In order to get a true sense of the damage caused to Ukraine’s grain storage facilities, the Conflict Observatory, in partnership with the US Department of Energy’s Oak Ridge National Laboratory, built an object detection algorithm that was able to analyze commercial satellite imagery to find previously unidentified silos that had sustained damage during the conflict. The team used historical satellite images as well as images of storage facilities known to have sustained damage to train the algorithm to find other facilities that had also been impacted. The research focused on particular areas that were within range of known missile bombardments. From there, the researchers were able to estimate approximately how much grain had been destroyed.
Though the researchers were not able to analyze every facility—the country has about 1,300 grain silos, of which the report examined 344—it is the largest assessment to date.

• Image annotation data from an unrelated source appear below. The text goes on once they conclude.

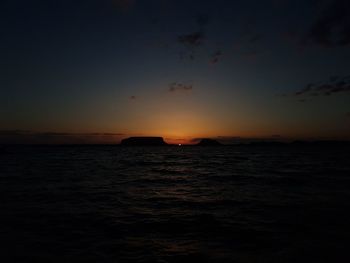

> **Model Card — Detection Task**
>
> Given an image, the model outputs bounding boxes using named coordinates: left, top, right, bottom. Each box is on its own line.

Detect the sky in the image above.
left=0, top=0, right=350, bottom=143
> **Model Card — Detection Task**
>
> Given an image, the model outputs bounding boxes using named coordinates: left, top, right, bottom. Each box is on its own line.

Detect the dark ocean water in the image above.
left=0, top=146, right=350, bottom=263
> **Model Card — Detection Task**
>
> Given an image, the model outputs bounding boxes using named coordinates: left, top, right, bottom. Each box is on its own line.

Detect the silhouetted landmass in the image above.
left=121, top=137, right=168, bottom=146
left=197, top=139, right=222, bottom=146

“There have been efforts to estimate the damage to grain storage capacity in Ukraine because of its clear and present danger to the global food supply,” says Raymond. “The amount of grain that can be stored in these facilities that we looked at represents almost a quarter of Ukraine’s grain supply.”
For months after its invasion, Russia blocked grain exports from Ukraine, threatening to create a global food crisis. “For people around the world, the war, together with the other crises, is threatening to unleash an unprecedented wave of hunger and destitution, leaving social and economic chaos in its wake,” UN Secretary General António Guterres said in June. At the end of July, Russia agreed to allow some shipments of the 20 million tons of grain and other foods that had been held up in the country from certain Ukrainian ports. Though global food prices have begun to drop in response, Russian president Vladimir Putin has since threatened to end the deal.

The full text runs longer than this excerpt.